The relatively recent chit - chat about allocation and interrupts have had me looking at ways to speed up pseudo-atomic in SBCL.

 (defmacro pseudo-atomic (&rest forms)
  (with-unique-names (label)
    `(let ((,label (gen-label)))
       (inst or (make-ea :byte :disp (* 4 thread-pseudo-atomic-bits-slot))
             (fixnumize 1) :fs)
       ,@forms
       (inst xor (make-ea :byte :disp (* 4 thread-pseudo-atomic-bits-slot))
             (fixnumize 1) :fs)
       (inst jmp :z ,label)
       ;; if PAI was set, interrupts were disabled at the same
       ;; time using the process signal mask.
       (inst break pending-interrupt-trap)
       (emit-label ,label))))

`EBP`

My first idea was that OR(0 1)ing is unnecessary since, with the slew of interrupt fixes going into 1.0.26, every interrupt deferred by pseudo-atomic is handled as soon as we leave the pa section. Hence, a simple MOV would suffice. Or, if we wanted to be fancy, we could rely on the fact that within SBCL EBP is always even (that leaves the first bit of PSEUDO-ATOMIC-BITS for the interrupted flag) and non-zero:

(defmacro pseudo-atomic (&rest forms)
 (with-unique-names (label)
   `(let ((,label (gen-label)))
      (inst mov (make-ea :dword :disp (* 4 thread-pseudo-atomic-bits-slot))
            ebp-tn :fs)
      ,@forms
      (inst xor (make-ea :dword :disp (* 4 thread-pseudo-atomic-bits-slot))
            ebp-tn :fs)
      (inst jmp :z ,label)
      ;; if PAI was set, interrupts were disabled at the same time
      ;; using the process signal mask.
      (inst break pending-interrupt-trap)
      (emit-label ,label))))

This shaves a few bytes off the code and is an overall 0.5% win in cl-bench (see "pseudo-atomic.ebp" in the results).

`mprotect`

But if the page of PSEDUO-ATOMIC-BITS is made write protected when an interrupt is deferred, then the pending interrupt can be run from the SIGSEGV handler, where we land coming out of pseudo-atomic:

(defmacro pseudo-atomic (&rest forms)
 `(progn
    (inst mov (make-ea :dword :disp (* 4 thread-pseudo-atomic-bits-slot))
          ebp-tn :fs)
    ,@forms
    (inst xor (make-ea :dword :disp (* 4 thread-pseudo-atomic-bits-slot))
          ebp-tn :fs)))

And four more bytes are saved, making the total overhead of pseudo-atomic 12 bytes (+2 bytes with threads).
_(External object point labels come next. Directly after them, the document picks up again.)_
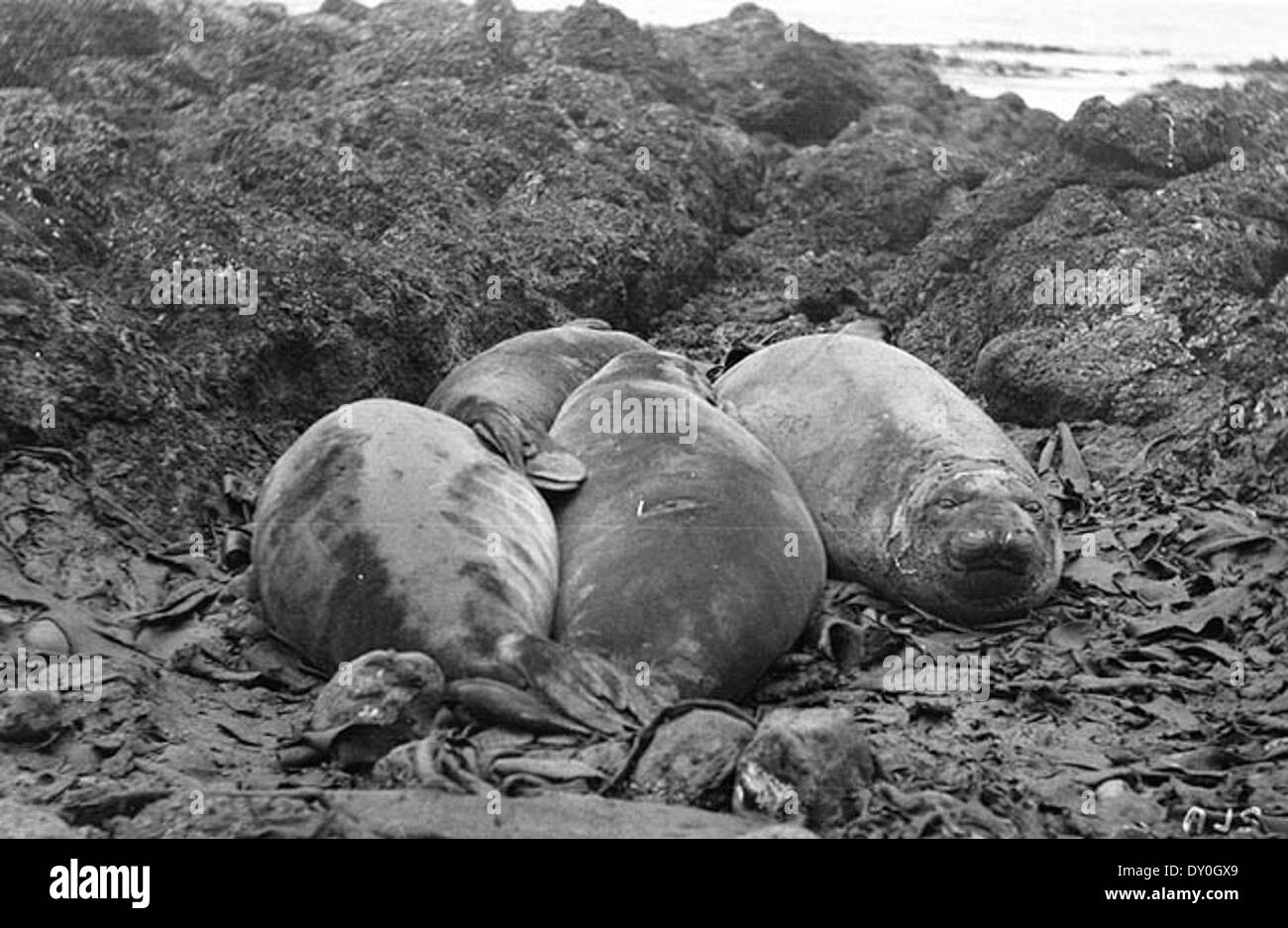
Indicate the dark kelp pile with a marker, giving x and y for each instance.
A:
(412, 185)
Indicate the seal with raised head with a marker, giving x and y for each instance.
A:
(915, 490)
(386, 525)
(511, 393)
(688, 549)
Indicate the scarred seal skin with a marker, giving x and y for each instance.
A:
(688, 550)
(387, 525)
(511, 393)
(915, 490)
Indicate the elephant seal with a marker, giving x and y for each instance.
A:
(688, 547)
(511, 393)
(915, 490)
(386, 525)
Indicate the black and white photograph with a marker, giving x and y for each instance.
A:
(652, 419)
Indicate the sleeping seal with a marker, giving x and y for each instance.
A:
(386, 525)
(511, 393)
(915, 490)
(688, 547)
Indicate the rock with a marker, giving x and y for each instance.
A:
(807, 764)
(20, 820)
(381, 699)
(804, 91)
(692, 760)
(46, 637)
(1171, 133)
(29, 716)
(780, 832)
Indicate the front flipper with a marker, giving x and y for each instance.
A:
(584, 686)
(531, 451)
(489, 701)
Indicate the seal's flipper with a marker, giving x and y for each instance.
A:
(528, 450)
(554, 468)
(584, 686)
(500, 429)
(489, 701)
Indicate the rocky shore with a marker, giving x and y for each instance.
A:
(415, 181)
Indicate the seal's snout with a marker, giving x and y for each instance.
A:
(997, 547)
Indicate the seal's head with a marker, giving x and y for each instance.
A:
(977, 544)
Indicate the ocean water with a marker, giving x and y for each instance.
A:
(1052, 54)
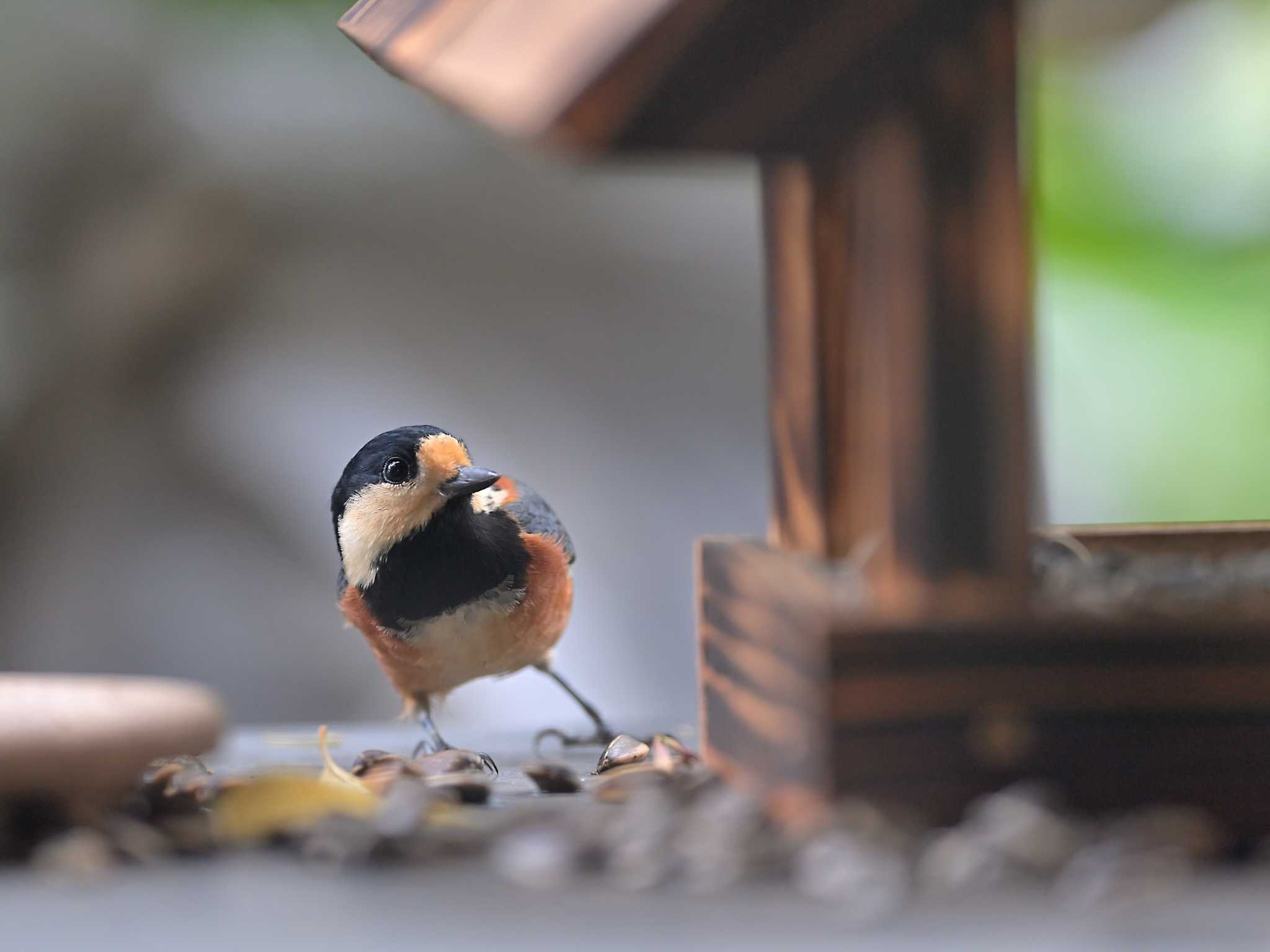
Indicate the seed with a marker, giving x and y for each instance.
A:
(536, 857)
(450, 762)
(553, 778)
(466, 786)
(957, 862)
(370, 759)
(1021, 826)
(869, 883)
(623, 749)
(81, 855)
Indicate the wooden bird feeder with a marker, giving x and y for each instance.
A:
(900, 377)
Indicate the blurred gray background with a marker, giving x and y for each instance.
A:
(233, 249)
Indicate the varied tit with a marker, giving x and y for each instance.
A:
(451, 571)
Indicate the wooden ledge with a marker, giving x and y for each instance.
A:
(804, 697)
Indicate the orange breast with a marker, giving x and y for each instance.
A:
(474, 644)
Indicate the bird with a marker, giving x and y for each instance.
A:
(451, 571)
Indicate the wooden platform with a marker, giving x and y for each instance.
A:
(809, 695)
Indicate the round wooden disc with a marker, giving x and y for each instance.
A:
(89, 738)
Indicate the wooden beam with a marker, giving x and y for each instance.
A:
(900, 333)
(1194, 539)
(808, 695)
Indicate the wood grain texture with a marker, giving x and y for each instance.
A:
(1208, 539)
(900, 328)
(928, 716)
(526, 69)
(765, 673)
(1117, 715)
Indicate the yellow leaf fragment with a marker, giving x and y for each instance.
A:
(281, 803)
(332, 772)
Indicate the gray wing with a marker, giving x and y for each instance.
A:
(536, 517)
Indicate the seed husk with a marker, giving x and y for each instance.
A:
(450, 762)
(621, 751)
(465, 786)
(553, 778)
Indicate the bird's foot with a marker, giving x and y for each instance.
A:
(456, 758)
(601, 738)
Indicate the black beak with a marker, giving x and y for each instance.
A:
(470, 479)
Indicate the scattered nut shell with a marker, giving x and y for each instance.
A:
(450, 762)
(623, 749)
(553, 778)
(465, 786)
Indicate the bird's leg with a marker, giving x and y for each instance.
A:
(603, 733)
(433, 743)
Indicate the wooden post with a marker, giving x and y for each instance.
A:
(900, 345)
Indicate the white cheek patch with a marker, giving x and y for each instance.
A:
(378, 518)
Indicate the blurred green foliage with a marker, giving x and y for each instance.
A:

This version is labelled "pseudo-atomic.mprotect.ebp" and is not faster than the previous one. Somewhat suprisingly, this variant ("pseudo-atomic.mprotect.mov") is just as fast:

(defmacro pseudo-atomic (&rest forms)
 `(progn
    (inst mov (make-ea :byte :disp (* 4 thread-pseudo-atomic-bits-slot))
          2 :fs)
    ,@forms
    (inst mov (make-ea :byte :disp (* 4 thread-pseudo-atomic-bits-slot))
          0 :fs)))

Direction Flag

Another idea is to hijack the direction flag:

(defmacro pseudo-atomic (&rest forms)
 `(progn
    (inst std)
    ,@forms
    (inst cld)
    (inst mov (make-ea :byte :disp (* 4 thread-pseudo-atomic-bits-slot))
          0 :fs)))

where the MOV instruction sigsegvs if pseudo-atomic was interrupted. This is little more than a quick hack to gauge expected performance because SBCL itself uses the direction flag in a number of places, to say nothing about alien land. However, there seems to be no reason to pursue this further as its performance disappoints.

All in all, I have expected more gains. In particular, I'm disappointed by the performance of the mprotect trick. Still 0.5% is okay for such a small change. Code is available here (from the pseudo-atomic branch of my git tree).